Liber Gomorrhianus

10 julio, 2017 – Espiritualidad digital

No cabe en cabeza humana, pero…

Si Dios es Dios, merece ser obedecido por toda criatura. Si Él dice «sígueme», hasta las piedras deberían levantarse e ir tras Él. Lo que no cabe en cabeza humana es que Dios le diga a un pobre mortal «sígueme», y que un pobre mortal, pecador y miserable, responda «¡No me da la gana!», y se quede tan tranquilo. Pero sucede.

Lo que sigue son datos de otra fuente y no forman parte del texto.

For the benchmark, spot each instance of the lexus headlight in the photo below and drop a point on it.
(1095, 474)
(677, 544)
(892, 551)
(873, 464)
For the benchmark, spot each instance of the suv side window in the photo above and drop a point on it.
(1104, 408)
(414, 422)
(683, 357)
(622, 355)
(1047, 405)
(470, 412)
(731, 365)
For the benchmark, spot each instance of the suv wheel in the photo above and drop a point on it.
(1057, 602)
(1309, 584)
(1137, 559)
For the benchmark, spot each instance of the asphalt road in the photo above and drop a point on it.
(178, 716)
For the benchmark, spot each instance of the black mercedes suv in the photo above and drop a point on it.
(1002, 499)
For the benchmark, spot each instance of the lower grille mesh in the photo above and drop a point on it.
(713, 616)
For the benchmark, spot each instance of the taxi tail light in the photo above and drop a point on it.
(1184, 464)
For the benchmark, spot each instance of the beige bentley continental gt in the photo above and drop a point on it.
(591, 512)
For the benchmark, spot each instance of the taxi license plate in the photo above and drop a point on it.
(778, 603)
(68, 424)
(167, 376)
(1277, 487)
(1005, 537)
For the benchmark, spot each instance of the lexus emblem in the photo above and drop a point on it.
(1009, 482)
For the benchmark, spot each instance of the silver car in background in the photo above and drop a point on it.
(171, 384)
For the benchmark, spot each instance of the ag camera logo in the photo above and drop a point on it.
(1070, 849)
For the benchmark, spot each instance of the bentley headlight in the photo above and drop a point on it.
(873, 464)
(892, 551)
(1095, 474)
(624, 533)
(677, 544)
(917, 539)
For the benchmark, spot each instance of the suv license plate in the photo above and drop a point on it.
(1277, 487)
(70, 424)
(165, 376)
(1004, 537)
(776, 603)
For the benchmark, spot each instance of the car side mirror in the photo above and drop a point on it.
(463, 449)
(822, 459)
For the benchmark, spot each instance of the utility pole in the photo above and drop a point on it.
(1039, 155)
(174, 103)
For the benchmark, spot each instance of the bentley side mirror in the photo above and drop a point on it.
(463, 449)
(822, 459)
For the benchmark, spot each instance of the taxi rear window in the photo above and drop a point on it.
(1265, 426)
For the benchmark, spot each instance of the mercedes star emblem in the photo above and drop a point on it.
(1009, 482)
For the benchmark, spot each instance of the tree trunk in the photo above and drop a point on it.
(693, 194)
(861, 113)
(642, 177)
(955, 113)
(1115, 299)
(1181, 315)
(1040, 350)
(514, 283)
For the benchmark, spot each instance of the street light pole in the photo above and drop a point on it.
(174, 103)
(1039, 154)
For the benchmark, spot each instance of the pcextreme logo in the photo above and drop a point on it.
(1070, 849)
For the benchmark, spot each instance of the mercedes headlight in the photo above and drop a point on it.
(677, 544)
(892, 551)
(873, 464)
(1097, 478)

Y lo que tampoco cabe en cabeza humana es que sea un pobre mortal, pecador y miserable, quien le diga a Dios encarnado ven tú; y que, ante semejante osadía, tengamos que leer que Jesús se levantó y lo siguió.

Pero es que la cabeza humana da para muy poquito, aunque a veces creamos lo contrario. Su concepto de «Dios» queda limitado al «ipsum esse subsistens» de la filosofía aristotélica… Y eso, teniendo en cuenta que no todo el mundo es Aristóteles.

Ha tenido el propio Dios que hacerse pequeño para que cupiese en la cabeza humana su humildad. Y para que sepamos que quien nos pide amor nos amó primero; quien nos pide que le obedezcamos nos ha obedecido; y quien nos pide que lo sigamos hasta la vida nos ha seguido primero a nosotros hasta la muerte.